Abstract
Dalbavancin is a new semisynthetic lipoglycopeptide with improved antimicrobial activity against various gram-positive pathogens. It demonstrates an extensive plasma half-life which permits outpatient parenteral antimicrobial therapy with weekly intervals and might therefore be an excellent treatment alternative for patients requiring prolonged antimicrobial therapy. The present study investigated dalbavancin monotherapy in an experimental implant-related methicillin-resistant Staphylococcus aureus (MRSA) osteomyelitis model.
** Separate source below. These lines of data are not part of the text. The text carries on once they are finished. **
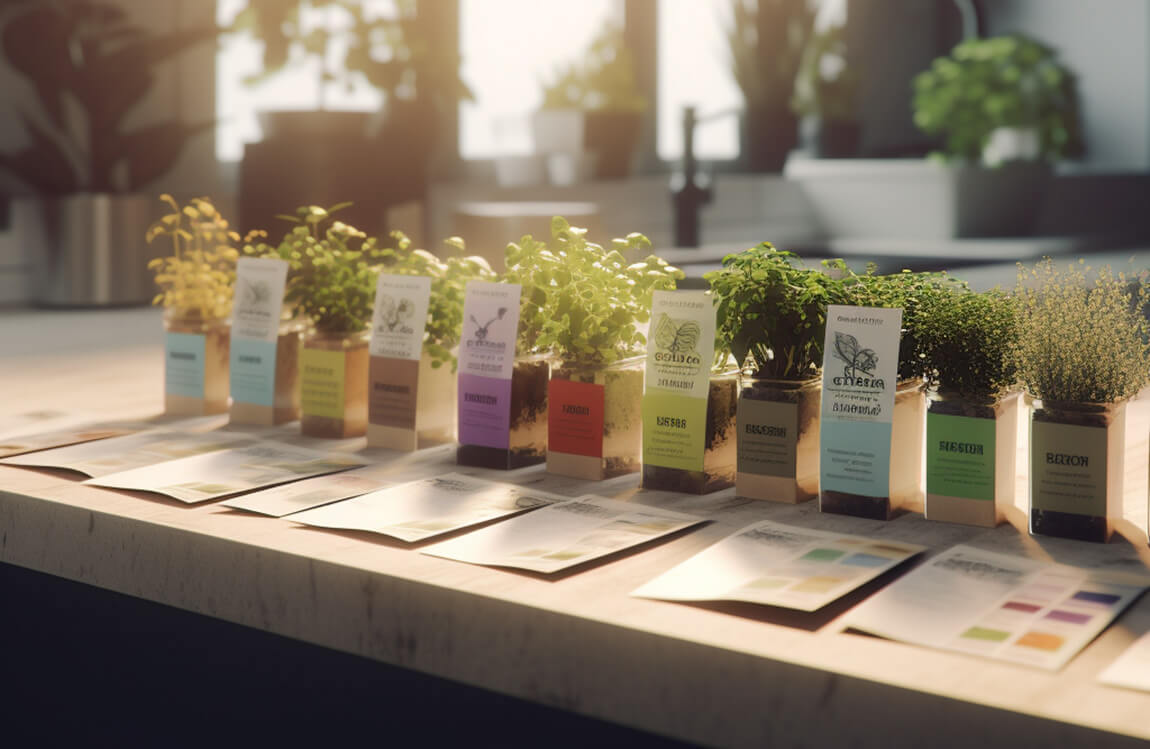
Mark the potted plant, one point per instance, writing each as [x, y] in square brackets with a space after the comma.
[973, 419]
[1005, 107]
[766, 39]
[772, 316]
[334, 269]
[591, 111]
[912, 292]
[826, 98]
[90, 68]
[412, 377]
[196, 291]
[1082, 352]
[587, 307]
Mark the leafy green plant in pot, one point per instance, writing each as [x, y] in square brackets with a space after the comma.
[587, 307]
[196, 291]
[1004, 102]
[913, 293]
[84, 158]
[766, 40]
[412, 400]
[973, 419]
[332, 279]
[1082, 351]
[771, 316]
[593, 106]
[825, 97]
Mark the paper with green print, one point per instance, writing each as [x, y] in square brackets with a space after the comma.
[960, 457]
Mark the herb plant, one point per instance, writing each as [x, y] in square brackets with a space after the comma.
[449, 282]
[1004, 82]
[912, 292]
[968, 341]
[604, 78]
[771, 313]
[196, 281]
[332, 269]
[582, 302]
[1080, 341]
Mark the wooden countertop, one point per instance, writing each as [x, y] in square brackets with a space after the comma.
[722, 674]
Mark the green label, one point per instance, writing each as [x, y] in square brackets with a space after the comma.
[960, 457]
[322, 382]
[674, 430]
[1068, 468]
[767, 437]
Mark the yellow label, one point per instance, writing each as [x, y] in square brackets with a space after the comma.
[322, 382]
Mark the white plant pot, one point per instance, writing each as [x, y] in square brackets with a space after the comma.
[920, 199]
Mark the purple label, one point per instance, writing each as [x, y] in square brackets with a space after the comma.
[484, 411]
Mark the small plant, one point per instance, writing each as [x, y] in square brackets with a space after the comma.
[196, 281]
[968, 341]
[912, 292]
[582, 302]
[604, 78]
[332, 269]
[1004, 82]
[772, 314]
[1079, 341]
[449, 283]
[825, 85]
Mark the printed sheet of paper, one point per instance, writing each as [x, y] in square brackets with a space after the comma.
[999, 606]
[428, 507]
[780, 565]
[228, 472]
[22, 443]
[114, 455]
[304, 495]
[1132, 669]
[565, 534]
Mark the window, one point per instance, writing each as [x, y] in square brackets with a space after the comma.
[694, 69]
[510, 50]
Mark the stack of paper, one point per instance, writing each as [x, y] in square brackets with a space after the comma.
[999, 606]
[780, 565]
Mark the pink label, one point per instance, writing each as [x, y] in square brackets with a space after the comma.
[484, 411]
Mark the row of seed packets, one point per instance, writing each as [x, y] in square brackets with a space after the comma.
[965, 600]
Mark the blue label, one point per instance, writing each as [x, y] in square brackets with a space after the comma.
[183, 365]
[253, 372]
[855, 457]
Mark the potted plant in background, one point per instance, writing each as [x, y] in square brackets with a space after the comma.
[912, 292]
[1082, 352]
[825, 98]
[405, 52]
[334, 269]
[396, 419]
[588, 306]
[973, 420]
[771, 316]
[766, 39]
[196, 291]
[1006, 109]
[90, 68]
[592, 112]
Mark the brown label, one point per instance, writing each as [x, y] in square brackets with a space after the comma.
[392, 390]
[767, 437]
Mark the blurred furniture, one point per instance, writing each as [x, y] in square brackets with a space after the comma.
[489, 226]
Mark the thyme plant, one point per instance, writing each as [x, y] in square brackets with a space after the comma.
[771, 313]
[584, 303]
[197, 280]
[1081, 341]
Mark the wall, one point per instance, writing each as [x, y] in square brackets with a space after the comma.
[1108, 45]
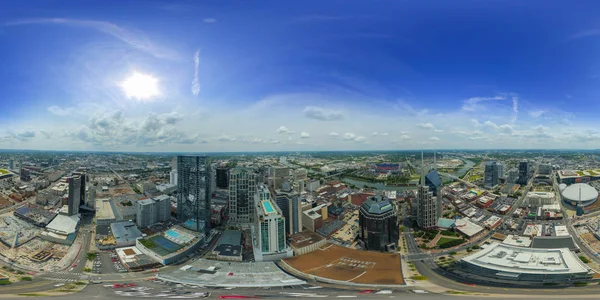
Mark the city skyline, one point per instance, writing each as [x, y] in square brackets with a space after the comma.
[214, 77]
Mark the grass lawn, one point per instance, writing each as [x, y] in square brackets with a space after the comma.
[444, 240]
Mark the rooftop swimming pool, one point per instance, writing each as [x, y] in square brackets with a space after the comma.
[268, 207]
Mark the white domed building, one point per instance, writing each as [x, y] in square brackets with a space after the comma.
[579, 194]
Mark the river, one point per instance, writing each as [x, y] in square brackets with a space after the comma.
[381, 186]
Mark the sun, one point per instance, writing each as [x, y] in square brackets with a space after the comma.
[140, 86]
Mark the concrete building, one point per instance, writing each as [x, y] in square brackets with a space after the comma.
[524, 172]
[512, 175]
[242, 191]
[545, 169]
[290, 204]
[280, 175]
[222, 178]
[491, 173]
[313, 218]
[269, 231]
[146, 213]
[152, 211]
[505, 262]
[541, 198]
[378, 221]
[76, 183]
[193, 192]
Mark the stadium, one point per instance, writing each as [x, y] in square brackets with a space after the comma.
[579, 194]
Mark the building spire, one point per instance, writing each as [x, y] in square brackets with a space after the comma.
[422, 167]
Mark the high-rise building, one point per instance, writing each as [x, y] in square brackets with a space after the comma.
[280, 175]
[269, 229]
[222, 178]
[193, 192]
[524, 170]
[545, 169]
[290, 204]
[378, 221]
[512, 175]
[242, 190]
[82, 190]
[491, 173]
[74, 200]
[426, 204]
[173, 177]
[152, 211]
[146, 213]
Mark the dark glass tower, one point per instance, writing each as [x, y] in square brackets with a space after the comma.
[193, 192]
[378, 220]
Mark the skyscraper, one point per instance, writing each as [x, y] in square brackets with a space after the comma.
[193, 192]
[290, 204]
[378, 221]
[269, 229]
[74, 194]
[426, 204]
[491, 173]
[222, 178]
[524, 170]
[242, 190]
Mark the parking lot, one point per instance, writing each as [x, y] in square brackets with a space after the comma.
[107, 262]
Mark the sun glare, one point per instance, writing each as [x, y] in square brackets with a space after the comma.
[140, 86]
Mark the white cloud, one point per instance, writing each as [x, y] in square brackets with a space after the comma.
[321, 114]
[429, 126]
[226, 138]
[136, 40]
[196, 81]
[284, 130]
[537, 113]
[472, 104]
[63, 112]
[349, 136]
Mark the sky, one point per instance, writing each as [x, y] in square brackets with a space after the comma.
[205, 76]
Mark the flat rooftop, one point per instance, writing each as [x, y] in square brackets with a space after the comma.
[506, 258]
[345, 264]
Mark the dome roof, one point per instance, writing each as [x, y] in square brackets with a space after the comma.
[580, 192]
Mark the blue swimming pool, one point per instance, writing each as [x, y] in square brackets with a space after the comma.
[268, 207]
[173, 234]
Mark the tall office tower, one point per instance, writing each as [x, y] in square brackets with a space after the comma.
[290, 204]
[193, 192]
[145, 213]
[242, 190]
[222, 178]
[500, 170]
[269, 228]
[74, 194]
[491, 173]
[163, 208]
[545, 169]
[378, 221]
[82, 190]
[426, 204]
[280, 176]
[524, 171]
[512, 175]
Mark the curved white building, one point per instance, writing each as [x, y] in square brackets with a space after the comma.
[579, 194]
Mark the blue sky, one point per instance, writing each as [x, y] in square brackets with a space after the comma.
[304, 75]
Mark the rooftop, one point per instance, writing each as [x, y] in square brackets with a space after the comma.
[506, 258]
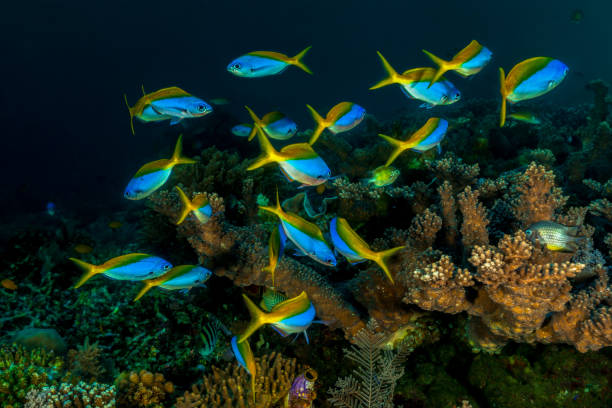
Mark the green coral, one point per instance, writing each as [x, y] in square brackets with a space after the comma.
[22, 370]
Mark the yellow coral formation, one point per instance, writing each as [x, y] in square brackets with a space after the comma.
[142, 389]
[230, 387]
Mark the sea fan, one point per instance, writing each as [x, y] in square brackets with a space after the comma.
[373, 381]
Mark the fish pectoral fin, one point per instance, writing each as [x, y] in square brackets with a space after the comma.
[426, 105]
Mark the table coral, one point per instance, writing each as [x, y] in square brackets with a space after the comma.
[230, 387]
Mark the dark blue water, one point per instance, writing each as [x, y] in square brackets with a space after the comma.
[66, 65]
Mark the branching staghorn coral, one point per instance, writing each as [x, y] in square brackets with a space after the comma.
[230, 387]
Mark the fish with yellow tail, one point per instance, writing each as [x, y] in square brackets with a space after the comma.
[182, 277]
[274, 124]
[276, 247]
[199, 206]
[469, 61]
[171, 103]
[133, 266]
[341, 118]
[244, 356]
[298, 162]
[529, 79]
[554, 236]
[355, 249]
[383, 176]
[263, 63]
[414, 83]
[305, 235]
[153, 175]
[292, 316]
[427, 137]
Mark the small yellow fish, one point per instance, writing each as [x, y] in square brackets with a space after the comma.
[526, 117]
[115, 224]
[556, 237]
[82, 249]
[8, 284]
[383, 176]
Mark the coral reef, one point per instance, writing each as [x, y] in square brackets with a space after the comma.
[142, 389]
[80, 395]
[22, 370]
[230, 386]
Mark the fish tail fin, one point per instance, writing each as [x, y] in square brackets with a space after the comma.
[131, 111]
[187, 206]
[398, 148]
[297, 60]
[268, 153]
[321, 125]
[257, 122]
[258, 319]
[392, 77]
[148, 284]
[276, 210]
[504, 93]
[177, 156]
[382, 257]
[89, 269]
[443, 66]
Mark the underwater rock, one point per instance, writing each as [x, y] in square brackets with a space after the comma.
[48, 339]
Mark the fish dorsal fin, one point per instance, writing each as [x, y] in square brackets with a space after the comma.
[297, 304]
[338, 111]
[270, 54]
[299, 151]
[420, 74]
[272, 117]
[469, 52]
[524, 70]
[165, 93]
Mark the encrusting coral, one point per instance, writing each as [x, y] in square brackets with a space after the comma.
[142, 389]
[230, 387]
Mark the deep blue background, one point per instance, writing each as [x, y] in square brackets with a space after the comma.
[65, 66]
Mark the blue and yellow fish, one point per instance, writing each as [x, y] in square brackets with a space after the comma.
[274, 124]
[200, 206]
[182, 277]
[305, 235]
[276, 247]
[526, 117]
[469, 61]
[341, 118]
[348, 243]
[291, 316]
[415, 85]
[244, 355]
[242, 130]
[153, 175]
[427, 137]
[383, 176]
[125, 267]
[263, 63]
[298, 162]
[529, 79]
[168, 103]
A clinical MRSA isolate and a Kirschner-wire were inserted into the proximal tibia of anaesthetized Sprague-Dawley rats. Four weeks after infection 34 animals were treated over 4 weeks with either dalbavancin (20 mg/kg loading-dose; 10 mg/kg daily), vancomycin (50 mg/kg twice daily) or left untreated. Twenty-four hours after the last treatment dose tibial bones and Kirschner-wires were harvested for microbiological examination. Based on quantitative bacterial cultures of osseous tissue, dalbavancin was as effective as vancomycin and both were superior to no treatment. No emergence of an induced glycopeptide-/lipoglycopeptide- resistance was observed after a treatment period of four weeks with either dalbavancin or vancomycin. In conclusion, monotherapy with dalbavancin was shown to be as effective as vancomycin for treatment of experimental implant-related MRSA osteomyelitis in rats, but both antimicrobials demonstrated only limited efficacy. Further studies are warranted to evaluate the clinical efficacy of dalbavancin for the treatment of periprosthetic S. aureus infections.
Highlights
The increasing prevalence of drug-resistant gram-positive cocci, such as methicillin-resistant Staphylococcus aureus (MRSA) has complicated the management of difficult to treat infections[1,2,3]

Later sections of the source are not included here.